O professor José Francisco, da Universidade Federal do Amapá (Unifap), chama atenção para a diferença entre ter planos e efetivamente incorporá-los às decisões dos governos. “O desafio não é simplesmente criar mais um plano climático, mas incorporar o componente climático no planejamento: nos planos diretores, planos de saneamento, planos de mobilidade, planejamento habitacional, licenciamento, orçamento público e decisões de infraestrutura”, disse.

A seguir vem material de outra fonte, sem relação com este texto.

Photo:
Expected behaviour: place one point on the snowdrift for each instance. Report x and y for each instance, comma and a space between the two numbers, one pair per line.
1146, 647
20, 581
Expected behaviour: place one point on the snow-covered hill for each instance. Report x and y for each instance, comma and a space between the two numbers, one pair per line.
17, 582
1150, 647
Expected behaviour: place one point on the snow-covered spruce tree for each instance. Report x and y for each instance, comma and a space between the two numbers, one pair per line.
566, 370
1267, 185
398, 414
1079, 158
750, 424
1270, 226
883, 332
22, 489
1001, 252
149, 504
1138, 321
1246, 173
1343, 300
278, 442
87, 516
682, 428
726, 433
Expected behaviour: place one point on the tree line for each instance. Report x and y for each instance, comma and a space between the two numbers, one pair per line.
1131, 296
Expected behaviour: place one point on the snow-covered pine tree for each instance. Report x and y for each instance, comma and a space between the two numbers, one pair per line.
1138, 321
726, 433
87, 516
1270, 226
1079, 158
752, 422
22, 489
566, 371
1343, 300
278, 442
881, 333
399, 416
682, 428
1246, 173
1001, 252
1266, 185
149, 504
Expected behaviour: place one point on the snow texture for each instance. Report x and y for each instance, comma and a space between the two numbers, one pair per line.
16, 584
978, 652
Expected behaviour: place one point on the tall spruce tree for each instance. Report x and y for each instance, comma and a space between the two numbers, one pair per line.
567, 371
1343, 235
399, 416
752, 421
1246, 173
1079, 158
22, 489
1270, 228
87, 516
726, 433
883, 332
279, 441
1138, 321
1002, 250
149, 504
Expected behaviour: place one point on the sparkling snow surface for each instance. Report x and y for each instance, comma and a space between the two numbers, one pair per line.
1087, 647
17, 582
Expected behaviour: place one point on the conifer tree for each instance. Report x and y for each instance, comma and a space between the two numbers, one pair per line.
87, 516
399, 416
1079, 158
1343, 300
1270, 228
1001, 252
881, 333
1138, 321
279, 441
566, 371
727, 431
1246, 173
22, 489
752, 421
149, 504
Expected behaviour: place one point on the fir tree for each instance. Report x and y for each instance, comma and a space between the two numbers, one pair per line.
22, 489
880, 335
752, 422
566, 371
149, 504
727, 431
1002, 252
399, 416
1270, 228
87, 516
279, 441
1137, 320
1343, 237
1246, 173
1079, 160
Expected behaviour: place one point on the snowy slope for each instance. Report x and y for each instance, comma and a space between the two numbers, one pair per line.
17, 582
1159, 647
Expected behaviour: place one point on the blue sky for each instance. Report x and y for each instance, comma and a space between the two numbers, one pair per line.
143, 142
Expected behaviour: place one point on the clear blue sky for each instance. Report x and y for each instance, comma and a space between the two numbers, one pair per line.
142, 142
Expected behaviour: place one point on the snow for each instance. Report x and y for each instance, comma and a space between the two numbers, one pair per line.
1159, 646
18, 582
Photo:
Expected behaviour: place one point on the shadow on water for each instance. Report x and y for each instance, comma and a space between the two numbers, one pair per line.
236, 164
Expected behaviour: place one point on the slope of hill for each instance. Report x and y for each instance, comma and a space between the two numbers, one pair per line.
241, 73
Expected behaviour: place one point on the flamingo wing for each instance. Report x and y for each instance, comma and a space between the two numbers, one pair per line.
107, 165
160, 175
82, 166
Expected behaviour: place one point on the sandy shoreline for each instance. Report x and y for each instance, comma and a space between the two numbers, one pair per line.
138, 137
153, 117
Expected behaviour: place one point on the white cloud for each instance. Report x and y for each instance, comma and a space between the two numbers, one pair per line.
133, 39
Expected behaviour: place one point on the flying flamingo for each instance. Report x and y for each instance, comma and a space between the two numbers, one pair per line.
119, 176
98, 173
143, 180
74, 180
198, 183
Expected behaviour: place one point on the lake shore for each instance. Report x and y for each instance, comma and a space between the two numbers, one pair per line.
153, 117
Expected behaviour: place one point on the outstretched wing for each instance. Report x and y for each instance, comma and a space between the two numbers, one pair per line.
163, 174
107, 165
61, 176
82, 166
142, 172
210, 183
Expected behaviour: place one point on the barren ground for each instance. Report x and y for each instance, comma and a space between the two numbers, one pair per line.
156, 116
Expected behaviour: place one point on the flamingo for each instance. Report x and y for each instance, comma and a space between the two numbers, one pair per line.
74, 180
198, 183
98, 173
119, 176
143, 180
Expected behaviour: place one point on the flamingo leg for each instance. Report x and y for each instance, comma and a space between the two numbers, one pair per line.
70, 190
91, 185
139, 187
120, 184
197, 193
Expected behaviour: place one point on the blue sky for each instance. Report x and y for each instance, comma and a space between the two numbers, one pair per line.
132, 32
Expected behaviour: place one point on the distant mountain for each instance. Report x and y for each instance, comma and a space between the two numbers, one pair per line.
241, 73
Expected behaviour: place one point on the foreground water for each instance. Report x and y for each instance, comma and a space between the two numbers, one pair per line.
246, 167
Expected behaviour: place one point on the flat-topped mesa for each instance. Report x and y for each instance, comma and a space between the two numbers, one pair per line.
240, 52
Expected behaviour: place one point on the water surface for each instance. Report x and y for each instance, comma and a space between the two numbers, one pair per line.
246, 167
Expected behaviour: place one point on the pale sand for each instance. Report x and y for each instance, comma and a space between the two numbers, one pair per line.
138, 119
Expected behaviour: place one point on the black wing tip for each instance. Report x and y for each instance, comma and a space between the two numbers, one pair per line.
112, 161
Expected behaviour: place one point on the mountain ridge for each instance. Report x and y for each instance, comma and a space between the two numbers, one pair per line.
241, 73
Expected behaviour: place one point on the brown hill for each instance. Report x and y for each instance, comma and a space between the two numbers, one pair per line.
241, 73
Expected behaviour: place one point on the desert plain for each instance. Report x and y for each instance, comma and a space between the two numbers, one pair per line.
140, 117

“No Amapá, por exemplo, isso significa investir em drenagem urbana, abastecimento de água, esgotamento sanitário, manejo de resíduos, recuperação de áreas de risco, estradas e sistemas de energia capazes de funcionar sob condições climáticas adversas”, acrescentou o professor.
Ação após desastre
É, geralmente, após um episódio de desastre ambiental que os governos costumam criar mecanismos pontuais de enfrentamento às mudanças climáticas. A professora da Ufac (Universidade Federal do Acre) Sonaira Sousa da Silva observa que os estados não têm conseguido acompanhar a velocidade dos eventos da natureza, que passam a ocorrem em intervalos menores, dificultando a criação de estratégias duradouras.
“A gente já viu várias secas e vários incêndios ocorrendo na Amazônia, e que, por conta de grandes eventos catastróficos, houve uma mobilização social e, com isso, dos governos. A gente teve a última grande seca em 2016, depois a gente teve a crise em 2019, depois 2022. Então, antes a gente tinha um intervalo de quatro anos, agora a gente tem um intervalo de dois anos. Os governos estão se mobilizando, mas ainda em uma política de ‘apagar fogo’, que é de adaptação”, disse Sonaira.
“A gente precisa se reconectar com a natureza e entender que ela não é infinita, mas que ela precisa ter tempo para se recuperar. As pessoas ainda continuam vendo a natureza como uma fonte de recursos que a gente pode explorar em próprio benefício. Enquanto a gente não entender como sociedade mundial a importância da nossa sobrevivência e que a gente precisa da natureza em pé e sadia para a gente sobreviver com qualidade, a gente vai continuar seguindo nesse caminho de falta de resiliência e adaptação”, alertou.